CREW and the ACLU of Florida say GCDC has been on the radar of a number of members of Congress, who have called on the Biden administration to terminate the facility’s ICE contract. But the only things deleted have been videos that could prove to be pivotal in investigations.

ICE isn’t innocent here either—the agency failed to report the matter to the National Archives and Records Administration “or otherwise taken action to stop Glades from prematurely deleting surveillance video,” groups said.

“The deletion of security footage at Glades is not the only example of ICE’s attempts to skirt recordkeeping laws.
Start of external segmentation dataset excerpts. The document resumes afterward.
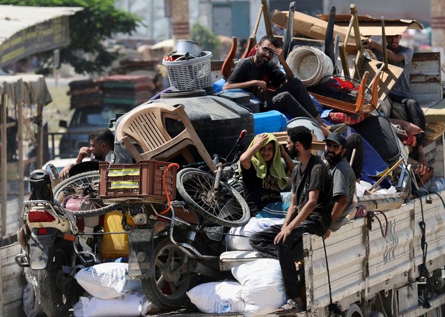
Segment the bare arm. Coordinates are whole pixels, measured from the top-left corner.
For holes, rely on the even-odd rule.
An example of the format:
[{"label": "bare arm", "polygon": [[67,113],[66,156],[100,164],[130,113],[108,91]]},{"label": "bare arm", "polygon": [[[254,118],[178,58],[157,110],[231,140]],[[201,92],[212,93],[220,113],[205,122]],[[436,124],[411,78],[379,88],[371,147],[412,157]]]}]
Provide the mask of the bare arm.
[{"label": "bare arm", "polygon": [[334,223],[338,216],[343,212],[348,205],[348,197],[343,195],[336,196],[334,199],[334,208],[331,215],[332,215],[332,223]]},{"label": "bare arm", "polygon": [[[297,215],[297,217],[295,217],[295,218],[294,218],[289,224],[288,224],[286,227],[283,226],[281,231],[275,237],[274,244],[276,245],[280,243],[281,241],[283,242],[286,242],[286,237],[289,235],[302,222],[303,222],[303,221],[308,217],[314,209],[315,209],[319,194],[320,190],[311,190],[309,192],[309,198],[307,203],[306,203],[298,215]],[[286,215],[286,219],[287,217],[288,216]]]},{"label": "bare arm", "polygon": [[[368,47],[370,49],[374,49],[379,53],[383,54],[383,47],[377,42],[374,42],[370,38],[368,39]],[[387,49],[387,52],[388,54],[388,59],[389,61],[398,63],[405,61],[405,56],[401,54],[395,54],[390,49]]]},{"label": "bare arm", "polygon": [[62,169],[60,172],[61,178],[62,179],[68,178],[68,172],[70,171],[70,169],[71,169],[71,167],[72,167],[75,164],[79,164],[81,162],[82,162],[82,160],[85,157],[90,157],[90,148],[88,148],[88,146],[83,146],[80,148],[80,150],[79,150],[79,154],[77,154],[77,158],[76,159],[76,162],[70,163],[67,164],[65,167],[63,167],[63,169]]},{"label": "bare arm", "polygon": [[223,90],[226,89],[244,89],[245,88],[249,87],[259,87],[261,89],[267,89],[267,84],[265,82],[262,80],[249,80],[249,82],[233,82],[230,83],[226,82],[223,86]]},{"label": "bare arm", "polygon": [[294,171],[294,169],[295,168],[295,163],[294,163],[288,153],[286,151],[283,144],[280,144],[280,152],[281,153],[281,157],[283,157],[286,165],[288,167],[288,176],[292,176],[292,172]]},{"label": "bare arm", "polygon": [[294,72],[292,71],[289,65],[286,62],[286,59],[284,58],[284,51],[281,47],[275,47],[274,46],[270,46],[269,48],[278,56],[278,61],[283,66],[284,69],[284,72],[286,72],[286,77],[288,80],[292,79],[294,78]]}]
In 2019, ICE obtained permission from the National Archives to destroy years’ worth of sexual assault and death investigation records from ICE facilities across the country—a plan later blocked by a federal judge following a lawsuit filed by CREW.”

That same year, BuzzFeed News had reported that ICE deleted video that could have provided key answers into the death of Roxsana Hernández, a transgender asylum-seeker who was part of a so-called “caravan” demonized by the previous president in May 2018. Roxsana had been detained at a private detention facility owned by prison profiteers CoreCivic before being hospitalized and dying in intensive care.

The development that ICE has not reported the illegal deletion of video surveillance comes as immigration detention facilities are facing yet another surge amid the novel coronavirus pandemic. Advocacy groups have previously said that immigrants exposed to toxic chemicals at facilities like GCDC “can suffer from higher rates of chronic respiratory conditions. These effects in their bodies can also increase their likelihood of being infected with viral respiratory infections like the one that causes COVID-19.”

“The deletion of surveillance footage at Glades is the latest example of ICE’s appalling failure to follow and uphold critical recordkeeping laws,” CREW Senior Counsel Nikhel Sus said. “It is shameful that ICE appears to be comfortable with keeping the public in the dark about abuses taking place in one of its detention centers. ICE and NARA must intervene as legally required, and if Glades continues to break the law, ICE must terminate its contract with the center.”